The acquisition reflects growing concerns about security risks as companies integrate large language models, generative AI, and autonomous agents into core business operations. These technologies introduce potential attack vectors including data exposure, model manipulation, and risks from multi-agent collaboration systems.
“AI is transforming every business process, but it also introduces new attack surfaces,” said Check Point CEO Nadav Zafrir. The company chose Lakera for its AI-native security approach and performance capabilities, he said.
Lakera, founded by former AI specialists from Google and Meta, operates out of both Zurich and San Francisco. The company’s platform provides real-time protection for AI applications, claiming detection rates above 98% with response times under 50 milliseconds and false positive rates below 0.5%.
The startup’s flagship products, Lakera Red and Lakera Guard, offer pre-deployment security assessments and runtime enforcement to protect AI models and applications. The platform supports more than 100 languages and serves Fortune 500 companies globally. The company also operates what it calls Gandalf, an adversarial AI network that has generated more than 80 million attack patterns to test AI defenses. This continuous testing approach helps the platform adapt to emerging threats.
David Haber, Lakera’s co-founder and CEO, said joining Check Point will accelerate the company’s global mission to protect AI applications with the speed and accuracy enterprises require.
Check Point already offers AI-related security through its GenAI Protect service and other AI-powered defenses for applications, cloud systems, and endpoints. The Lakera acquisition extends these capabilities to cover the full AI lifecycle, from models to data to autonomous agents.

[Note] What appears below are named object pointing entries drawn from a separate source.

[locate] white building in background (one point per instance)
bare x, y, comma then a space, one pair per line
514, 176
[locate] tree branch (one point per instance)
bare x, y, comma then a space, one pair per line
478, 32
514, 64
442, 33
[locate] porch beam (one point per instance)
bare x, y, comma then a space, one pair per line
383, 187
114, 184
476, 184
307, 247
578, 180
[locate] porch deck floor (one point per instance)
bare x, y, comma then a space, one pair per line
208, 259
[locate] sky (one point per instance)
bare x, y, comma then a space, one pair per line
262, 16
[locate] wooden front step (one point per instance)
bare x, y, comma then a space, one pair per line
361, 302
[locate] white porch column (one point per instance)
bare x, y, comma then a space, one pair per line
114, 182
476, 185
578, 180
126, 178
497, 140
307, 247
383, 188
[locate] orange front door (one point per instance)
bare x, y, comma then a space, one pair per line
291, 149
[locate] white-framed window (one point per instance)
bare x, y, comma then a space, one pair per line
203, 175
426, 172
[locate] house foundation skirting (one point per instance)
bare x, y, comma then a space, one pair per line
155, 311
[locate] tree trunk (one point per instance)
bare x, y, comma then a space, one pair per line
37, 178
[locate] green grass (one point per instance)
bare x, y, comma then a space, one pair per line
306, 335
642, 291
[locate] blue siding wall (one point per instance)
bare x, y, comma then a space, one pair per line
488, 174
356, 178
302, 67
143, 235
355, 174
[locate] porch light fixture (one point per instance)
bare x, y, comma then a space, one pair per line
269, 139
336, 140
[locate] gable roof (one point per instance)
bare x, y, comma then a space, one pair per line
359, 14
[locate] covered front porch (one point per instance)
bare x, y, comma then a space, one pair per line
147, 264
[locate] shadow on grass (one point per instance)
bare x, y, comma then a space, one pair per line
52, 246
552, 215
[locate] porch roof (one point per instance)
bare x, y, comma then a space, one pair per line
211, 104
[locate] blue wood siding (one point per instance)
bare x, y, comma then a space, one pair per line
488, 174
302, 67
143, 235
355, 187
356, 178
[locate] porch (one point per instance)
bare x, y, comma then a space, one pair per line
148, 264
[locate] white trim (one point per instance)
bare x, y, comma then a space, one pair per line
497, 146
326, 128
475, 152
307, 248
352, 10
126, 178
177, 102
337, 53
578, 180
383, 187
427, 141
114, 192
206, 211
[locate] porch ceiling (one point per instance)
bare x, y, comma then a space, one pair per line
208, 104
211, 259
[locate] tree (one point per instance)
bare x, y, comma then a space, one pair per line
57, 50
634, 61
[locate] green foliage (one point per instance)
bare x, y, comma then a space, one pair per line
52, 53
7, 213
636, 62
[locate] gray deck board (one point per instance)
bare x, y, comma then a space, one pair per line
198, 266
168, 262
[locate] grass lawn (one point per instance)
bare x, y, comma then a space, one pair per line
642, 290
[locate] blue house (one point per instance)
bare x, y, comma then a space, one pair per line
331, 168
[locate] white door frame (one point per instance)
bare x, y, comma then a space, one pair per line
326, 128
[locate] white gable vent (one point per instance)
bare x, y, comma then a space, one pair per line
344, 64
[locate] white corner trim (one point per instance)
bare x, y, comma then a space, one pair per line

Upon completion of the deal, Lakera will form the foundation of Check Point’s Global Center of Excellence for AI Security. The integration aims to accelerate AI security research and development across Check Point’s broader security platform.
The acquisition is another in a flurry of bigger cybersecurity companies moving to acquire AI-focused startups. Earlier this month, F5 acquired CalypsoAI, Cato Networks acquired Aim Security, and Varonis acquired SlashNext.
The deal remains subject to customary closing conditions.